カリンちゃんの時からそういうの、無いって聞いてたのに…。
なんか、退化した?
「どうしてそういう事、言うんですか?カリンちゃんには、そういう事言ってないですよね?私、知ってるんですよっ!」
「カリンの時は、食欲すらなくてほとんど食べてなかったんですぅ!こんなに食べたの久々なんですぅっ!」
そういえば、あまり食べないって言ってた…。
「さくらが食べさせてくれたら、そのサラダも残す事なく、全部食べられそうだけど、そうじゃないなら、食べないだけですぅ!無駄になるかならないかは、さくら次第ですぅっ!」
と言って、プイッと横を向く。
「…!!」
空いた口が塞がらない…。
とは、この事だっ!
「…、わ、わかりました…。

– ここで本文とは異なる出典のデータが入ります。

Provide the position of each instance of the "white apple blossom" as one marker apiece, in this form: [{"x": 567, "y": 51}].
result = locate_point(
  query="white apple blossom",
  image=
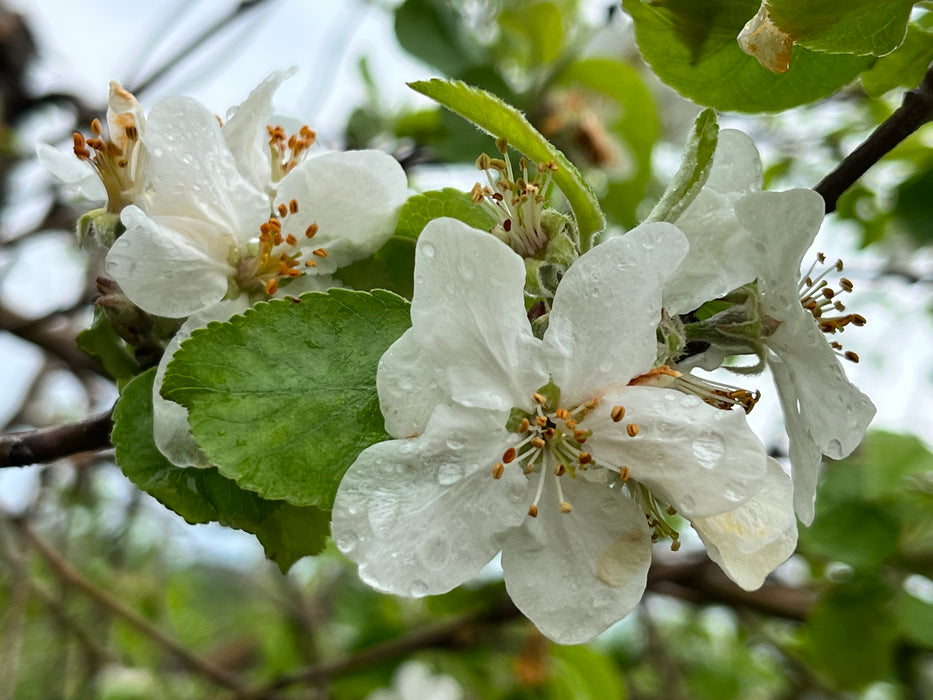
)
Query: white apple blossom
[
  {"x": 562, "y": 452},
  {"x": 737, "y": 234},
  {"x": 207, "y": 243},
  {"x": 105, "y": 168},
  {"x": 208, "y": 231}
]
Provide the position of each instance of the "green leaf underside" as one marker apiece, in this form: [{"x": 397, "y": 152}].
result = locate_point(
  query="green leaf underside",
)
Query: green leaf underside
[
  {"x": 422, "y": 208},
  {"x": 693, "y": 172},
  {"x": 283, "y": 398},
  {"x": 287, "y": 532},
  {"x": 101, "y": 342},
  {"x": 501, "y": 120},
  {"x": 691, "y": 45},
  {"x": 905, "y": 66},
  {"x": 861, "y": 27}
]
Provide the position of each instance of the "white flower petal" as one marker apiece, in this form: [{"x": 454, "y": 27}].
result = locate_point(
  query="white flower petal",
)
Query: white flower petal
[
  {"x": 750, "y": 541},
  {"x": 352, "y": 196},
  {"x": 736, "y": 165},
  {"x": 194, "y": 175},
  {"x": 782, "y": 227},
  {"x": 408, "y": 393},
  {"x": 165, "y": 272},
  {"x": 575, "y": 574},
  {"x": 602, "y": 326},
  {"x": 469, "y": 318},
  {"x": 835, "y": 412},
  {"x": 245, "y": 131},
  {"x": 170, "y": 428},
  {"x": 423, "y": 515},
  {"x": 77, "y": 174},
  {"x": 699, "y": 459},
  {"x": 721, "y": 258}
]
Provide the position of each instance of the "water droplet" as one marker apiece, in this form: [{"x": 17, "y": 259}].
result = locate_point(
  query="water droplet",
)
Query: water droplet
[
  {"x": 708, "y": 450},
  {"x": 383, "y": 512},
  {"x": 449, "y": 473},
  {"x": 690, "y": 401},
  {"x": 436, "y": 554},
  {"x": 346, "y": 543}
]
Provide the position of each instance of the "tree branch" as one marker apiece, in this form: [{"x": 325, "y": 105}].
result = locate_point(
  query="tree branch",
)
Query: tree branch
[
  {"x": 71, "y": 577},
  {"x": 915, "y": 111},
  {"x": 49, "y": 444}
]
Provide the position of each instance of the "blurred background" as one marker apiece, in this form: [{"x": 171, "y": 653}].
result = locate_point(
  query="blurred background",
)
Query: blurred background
[{"x": 105, "y": 593}]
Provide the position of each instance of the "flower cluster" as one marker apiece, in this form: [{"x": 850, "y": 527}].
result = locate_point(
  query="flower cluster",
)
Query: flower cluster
[{"x": 543, "y": 402}]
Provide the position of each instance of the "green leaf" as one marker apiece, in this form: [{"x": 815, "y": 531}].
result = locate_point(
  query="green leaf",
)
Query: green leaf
[
  {"x": 850, "y": 634},
  {"x": 691, "y": 45},
  {"x": 582, "y": 673},
  {"x": 431, "y": 31},
  {"x": 905, "y": 66},
  {"x": 636, "y": 125},
  {"x": 693, "y": 172},
  {"x": 102, "y": 343},
  {"x": 861, "y": 27},
  {"x": 422, "y": 208},
  {"x": 539, "y": 28},
  {"x": 283, "y": 398},
  {"x": 501, "y": 120},
  {"x": 915, "y": 618},
  {"x": 286, "y": 532}
]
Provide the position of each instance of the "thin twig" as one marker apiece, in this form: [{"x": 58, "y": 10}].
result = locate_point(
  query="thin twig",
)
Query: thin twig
[
  {"x": 48, "y": 444},
  {"x": 69, "y": 575},
  {"x": 915, "y": 111},
  {"x": 57, "y": 342}
]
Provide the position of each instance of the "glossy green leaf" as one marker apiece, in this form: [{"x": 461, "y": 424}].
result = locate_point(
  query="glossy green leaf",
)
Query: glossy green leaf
[
  {"x": 691, "y": 45},
  {"x": 502, "y": 120},
  {"x": 693, "y": 172},
  {"x": 283, "y": 398},
  {"x": 861, "y": 27},
  {"x": 421, "y": 208},
  {"x": 287, "y": 532},
  {"x": 634, "y": 122},
  {"x": 905, "y": 66}
]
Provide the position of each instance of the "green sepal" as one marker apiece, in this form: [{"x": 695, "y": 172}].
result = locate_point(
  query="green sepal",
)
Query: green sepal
[
  {"x": 516, "y": 416},
  {"x": 693, "y": 172},
  {"x": 504, "y": 121},
  {"x": 286, "y": 532},
  {"x": 101, "y": 225},
  {"x": 551, "y": 394},
  {"x": 283, "y": 398}
]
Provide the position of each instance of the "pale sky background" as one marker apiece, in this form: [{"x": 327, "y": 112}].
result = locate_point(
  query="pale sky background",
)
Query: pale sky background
[{"x": 86, "y": 44}]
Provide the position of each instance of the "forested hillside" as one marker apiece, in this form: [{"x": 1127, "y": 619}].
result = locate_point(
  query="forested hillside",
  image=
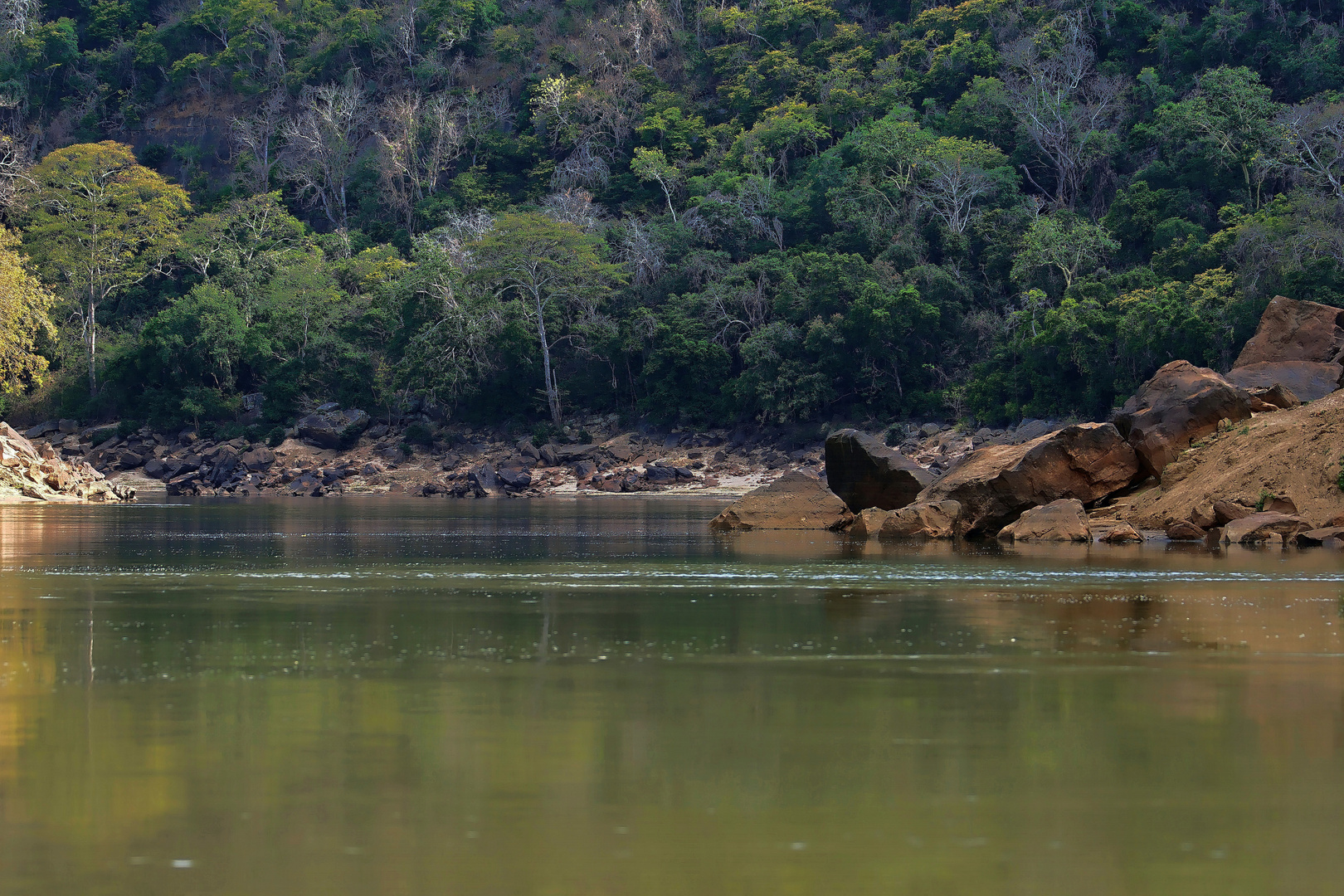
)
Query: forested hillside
[{"x": 789, "y": 212}]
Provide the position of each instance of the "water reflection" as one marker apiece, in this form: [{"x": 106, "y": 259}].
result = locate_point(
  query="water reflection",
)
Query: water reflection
[{"x": 601, "y": 698}]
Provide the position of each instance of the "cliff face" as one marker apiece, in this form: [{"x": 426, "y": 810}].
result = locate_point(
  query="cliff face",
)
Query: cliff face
[
  {"x": 1293, "y": 453},
  {"x": 34, "y": 473}
]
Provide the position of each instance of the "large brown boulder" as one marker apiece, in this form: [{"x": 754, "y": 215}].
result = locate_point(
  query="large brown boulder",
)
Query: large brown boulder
[
  {"x": 1293, "y": 331},
  {"x": 1307, "y": 381},
  {"x": 1179, "y": 405},
  {"x": 937, "y": 520},
  {"x": 1259, "y": 527},
  {"x": 1064, "y": 520},
  {"x": 866, "y": 473},
  {"x": 997, "y": 483},
  {"x": 796, "y": 500}
]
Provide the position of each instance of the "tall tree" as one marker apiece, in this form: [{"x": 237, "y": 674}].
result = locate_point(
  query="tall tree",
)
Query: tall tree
[
  {"x": 555, "y": 271},
  {"x": 23, "y": 319},
  {"x": 101, "y": 223}
]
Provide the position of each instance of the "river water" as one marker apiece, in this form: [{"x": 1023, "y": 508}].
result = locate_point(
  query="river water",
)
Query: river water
[{"x": 601, "y": 698}]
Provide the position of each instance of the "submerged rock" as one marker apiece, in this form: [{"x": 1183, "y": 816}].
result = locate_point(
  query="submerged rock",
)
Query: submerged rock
[
  {"x": 796, "y": 500},
  {"x": 1186, "y": 531},
  {"x": 1064, "y": 520},
  {"x": 995, "y": 484},
  {"x": 1179, "y": 405},
  {"x": 932, "y": 520},
  {"x": 866, "y": 473},
  {"x": 1259, "y": 527},
  {"x": 329, "y": 427}
]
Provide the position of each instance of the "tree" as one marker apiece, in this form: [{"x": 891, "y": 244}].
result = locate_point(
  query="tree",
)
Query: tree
[
  {"x": 1231, "y": 116},
  {"x": 1066, "y": 110},
  {"x": 1064, "y": 242},
  {"x": 245, "y": 243},
  {"x": 953, "y": 173},
  {"x": 1312, "y": 144},
  {"x": 650, "y": 164},
  {"x": 321, "y": 145},
  {"x": 554, "y": 270},
  {"x": 101, "y": 225},
  {"x": 23, "y": 319}
]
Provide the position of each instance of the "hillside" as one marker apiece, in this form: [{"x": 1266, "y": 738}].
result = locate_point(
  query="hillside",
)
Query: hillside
[{"x": 528, "y": 212}]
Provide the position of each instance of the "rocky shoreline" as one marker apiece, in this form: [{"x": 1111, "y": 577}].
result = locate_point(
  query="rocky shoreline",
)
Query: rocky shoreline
[
  {"x": 1194, "y": 455},
  {"x": 1191, "y": 455}
]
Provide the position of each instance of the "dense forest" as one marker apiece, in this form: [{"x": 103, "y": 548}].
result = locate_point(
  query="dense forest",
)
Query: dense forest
[{"x": 788, "y": 212}]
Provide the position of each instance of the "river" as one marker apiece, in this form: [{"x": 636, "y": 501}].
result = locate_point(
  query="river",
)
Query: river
[{"x": 598, "y": 698}]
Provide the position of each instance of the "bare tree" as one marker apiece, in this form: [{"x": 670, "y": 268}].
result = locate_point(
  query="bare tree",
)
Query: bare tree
[
  {"x": 17, "y": 17},
  {"x": 1064, "y": 106},
  {"x": 321, "y": 145},
  {"x": 574, "y": 206},
  {"x": 256, "y": 134},
  {"x": 1312, "y": 144},
  {"x": 418, "y": 143}
]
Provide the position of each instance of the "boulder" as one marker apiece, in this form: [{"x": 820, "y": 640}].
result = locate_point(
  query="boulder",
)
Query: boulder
[
  {"x": 515, "y": 477},
  {"x": 485, "y": 480},
  {"x": 1259, "y": 527},
  {"x": 329, "y": 427},
  {"x": 1120, "y": 533},
  {"x": 1273, "y": 398},
  {"x": 1312, "y": 538},
  {"x": 995, "y": 484},
  {"x": 869, "y": 522},
  {"x": 660, "y": 475},
  {"x": 1179, "y": 405},
  {"x": 797, "y": 500},
  {"x": 1304, "y": 381},
  {"x": 258, "y": 458},
  {"x": 1226, "y": 511},
  {"x": 1062, "y": 520},
  {"x": 866, "y": 473},
  {"x": 930, "y": 520},
  {"x": 1294, "y": 331},
  {"x": 1186, "y": 531}
]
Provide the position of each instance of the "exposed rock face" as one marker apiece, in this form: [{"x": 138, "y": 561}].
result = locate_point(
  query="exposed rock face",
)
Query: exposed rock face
[
  {"x": 1293, "y": 331},
  {"x": 327, "y": 429},
  {"x": 912, "y": 522},
  {"x": 1320, "y": 536},
  {"x": 43, "y": 476},
  {"x": 866, "y": 473},
  {"x": 1259, "y": 527},
  {"x": 1307, "y": 381},
  {"x": 1185, "y": 531},
  {"x": 1121, "y": 533},
  {"x": 1064, "y": 520},
  {"x": 1227, "y": 511},
  {"x": 796, "y": 500},
  {"x": 1179, "y": 405},
  {"x": 995, "y": 484}
]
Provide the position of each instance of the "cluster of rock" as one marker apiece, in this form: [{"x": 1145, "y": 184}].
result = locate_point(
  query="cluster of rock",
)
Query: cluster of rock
[
  {"x": 39, "y": 472},
  {"x": 616, "y": 465},
  {"x": 1040, "y": 489}
]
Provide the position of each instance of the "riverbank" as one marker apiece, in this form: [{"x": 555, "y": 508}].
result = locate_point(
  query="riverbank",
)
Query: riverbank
[{"x": 596, "y": 457}]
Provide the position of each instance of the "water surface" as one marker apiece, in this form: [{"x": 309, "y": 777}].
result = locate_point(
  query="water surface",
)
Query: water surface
[{"x": 601, "y": 698}]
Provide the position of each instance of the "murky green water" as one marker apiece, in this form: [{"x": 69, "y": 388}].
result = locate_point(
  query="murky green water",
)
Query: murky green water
[{"x": 600, "y": 698}]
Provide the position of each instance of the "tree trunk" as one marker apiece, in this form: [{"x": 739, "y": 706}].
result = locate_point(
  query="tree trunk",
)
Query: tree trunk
[
  {"x": 93, "y": 344},
  {"x": 553, "y": 392}
]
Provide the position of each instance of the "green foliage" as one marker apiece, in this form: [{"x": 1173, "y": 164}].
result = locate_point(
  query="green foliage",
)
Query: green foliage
[{"x": 788, "y": 212}]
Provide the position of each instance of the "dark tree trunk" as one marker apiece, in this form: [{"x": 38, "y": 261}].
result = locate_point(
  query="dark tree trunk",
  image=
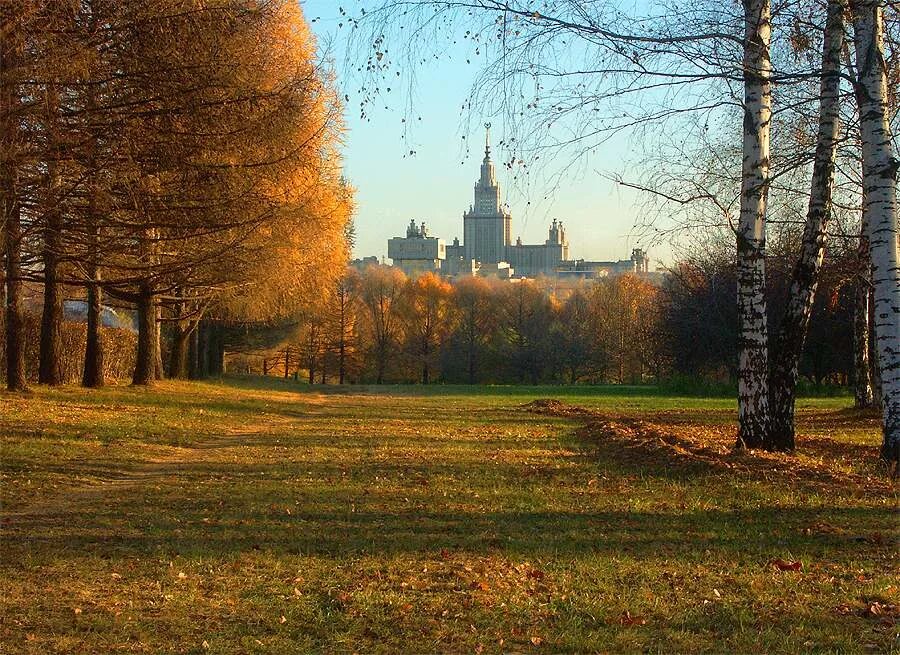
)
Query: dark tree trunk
[
  {"x": 93, "y": 352},
  {"x": 194, "y": 351},
  {"x": 794, "y": 325},
  {"x": 342, "y": 355},
  {"x": 10, "y": 206},
  {"x": 158, "y": 372},
  {"x": 203, "y": 350},
  {"x": 214, "y": 350},
  {"x": 50, "y": 358},
  {"x": 874, "y": 369},
  {"x": 15, "y": 311},
  {"x": 862, "y": 378},
  {"x": 145, "y": 364},
  {"x": 178, "y": 355},
  {"x": 92, "y": 374}
]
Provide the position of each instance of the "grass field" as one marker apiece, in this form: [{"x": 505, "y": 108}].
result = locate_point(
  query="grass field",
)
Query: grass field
[{"x": 249, "y": 517}]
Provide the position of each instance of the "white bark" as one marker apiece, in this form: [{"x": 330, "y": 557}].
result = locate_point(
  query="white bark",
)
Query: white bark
[
  {"x": 805, "y": 277},
  {"x": 880, "y": 208},
  {"x": 753, "y": 396}
]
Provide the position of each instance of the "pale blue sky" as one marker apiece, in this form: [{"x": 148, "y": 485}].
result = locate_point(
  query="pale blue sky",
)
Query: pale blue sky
[{"x": 435, "y": 184}]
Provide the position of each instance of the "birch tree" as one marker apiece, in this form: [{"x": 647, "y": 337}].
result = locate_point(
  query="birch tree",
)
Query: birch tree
[
  {"x": 804, "y": 280},
  {"x": 880, "y": 165},
  {"x": 753, "y": 360}
]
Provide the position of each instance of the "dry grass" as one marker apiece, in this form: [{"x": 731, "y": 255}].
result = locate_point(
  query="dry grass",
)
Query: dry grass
[{"x": 259, "y": 517}]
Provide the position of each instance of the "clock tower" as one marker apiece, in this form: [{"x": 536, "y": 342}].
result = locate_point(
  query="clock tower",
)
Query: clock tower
[{"x": 487, "y": 226}]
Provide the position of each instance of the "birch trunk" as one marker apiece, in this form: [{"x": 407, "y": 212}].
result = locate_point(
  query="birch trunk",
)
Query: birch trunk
[
  {"x": 880, "y": 209},
  {"x": 805, "y": 278},
  {"x": 753, "y": 396},
  {"x": 862, "y": 383}
]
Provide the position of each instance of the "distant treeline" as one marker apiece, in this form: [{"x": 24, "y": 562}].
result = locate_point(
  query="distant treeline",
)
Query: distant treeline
[{"x": 380, "y": 326}]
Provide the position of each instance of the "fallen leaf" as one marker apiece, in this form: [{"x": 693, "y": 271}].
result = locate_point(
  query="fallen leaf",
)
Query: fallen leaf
[
  {"x": 628, "y": 620},
  {"x": 781, "y": 565}
]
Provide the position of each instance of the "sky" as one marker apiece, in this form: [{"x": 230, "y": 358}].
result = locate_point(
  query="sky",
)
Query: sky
[{"x": 435, "y": 185}]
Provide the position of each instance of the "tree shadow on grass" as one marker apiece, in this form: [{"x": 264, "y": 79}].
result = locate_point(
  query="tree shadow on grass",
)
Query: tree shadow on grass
[{"x": 135, "y": 525}]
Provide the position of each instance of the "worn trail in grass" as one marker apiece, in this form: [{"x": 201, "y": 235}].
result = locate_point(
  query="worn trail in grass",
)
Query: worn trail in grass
[{"x": 263, "y": 517}]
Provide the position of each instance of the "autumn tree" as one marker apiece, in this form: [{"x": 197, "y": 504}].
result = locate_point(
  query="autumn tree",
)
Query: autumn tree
[
  {"x": 380, "y": 293},
  {"x": 426, "y": 314},
  {"x": 475, "y": 323}
]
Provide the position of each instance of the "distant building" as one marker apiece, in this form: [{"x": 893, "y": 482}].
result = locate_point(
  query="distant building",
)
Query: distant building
[
  {"x": 487, "y": 247},
  {"x": 364, "y": 263},
  {"x": 417, "y": 252}
]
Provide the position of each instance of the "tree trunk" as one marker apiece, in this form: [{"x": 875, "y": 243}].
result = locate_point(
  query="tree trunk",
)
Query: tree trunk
[
  {"x": 753, "y": 392},
  {"x": 203, "y": 349},
  {"x": 805, "y": 278},
  {"x": 178, "y": 355},
  {"x": 158, "y": 372},
  {"x": 874, "y": 371},
  {"x": 342, "y": 355},
  {"x": 93, "y": 352},
  {"x": 194, "y": 351},
  {"x": 880, "y": 207},
  {"x": 50, "y": 356},
  {"x": 862, "y": 378},
  {"x": 145, "y": 363},
  {"x": 10, "y": 206},
  {"x": 15, "y": 311}
]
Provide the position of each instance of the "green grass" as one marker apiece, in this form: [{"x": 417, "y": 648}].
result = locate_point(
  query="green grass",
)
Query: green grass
[{"x": 265, "y": 516}]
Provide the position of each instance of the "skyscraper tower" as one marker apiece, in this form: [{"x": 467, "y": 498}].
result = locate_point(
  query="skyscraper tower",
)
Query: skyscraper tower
[{"x": 487, "y": 227}]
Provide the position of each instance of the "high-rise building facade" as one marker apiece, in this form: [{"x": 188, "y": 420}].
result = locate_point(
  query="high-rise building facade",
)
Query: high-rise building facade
[
  {"x": 487, "y": 246},
  {"x": 487, "y": 225}
]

」
観念して、セイラ様の斜め横の椅子に座り、フォークを持つ。
こうやって、してしまう私が悪いんだよね…。
カチャカチャ…。
おかげ様で全て完食…。
食器を台車に載せていく。
「あのさぁ、さくら…。どうして、今日朝から来るなら、そう言っといてくれなかったの?」
「カリンちゃんが協力してくれるとも限らなかったし、急に決まったので…。何か?不都合ありましたか?」
「不都合?大アリだよ!来るのが、さくらってわかってたら、寝てたのに〜。めっちゃ損した〜。」
!!
なぬ?
「セイラ様…、どういう事ですか?」
バキバキ
右、左と指を鳴らしながら、セイラ様に近づく…。
「まさか、セイラ様…。人によって、態度変えたりしてませんよねぇ?」
セイラ様の胸ぐらを掴む。
「ま!まさか…、そんなわけ…。」
と言いながら、そっと私の手を離し、距離を取る。
「私!カリンちゃんにセイラ様に仕えている時、何してたんですかって言われたんですからね!」
「……。」
「私だって、私なりに…。」
目が曇ってくる。
泣くもんかっ!
涙目になってしまった顔を見られたくないので、下を向く。
「ごめん、さくら…。私が悪かった…。」
私の両肩に手を置く…。
「さくらが帰ってきたのが嬉しくて…。つい…。許して…。」
キッと、
涙目になったまま上目遣いで睨む。
「許しません。」
バババッ
と、セイラ様の顔が赤くなったように見えた。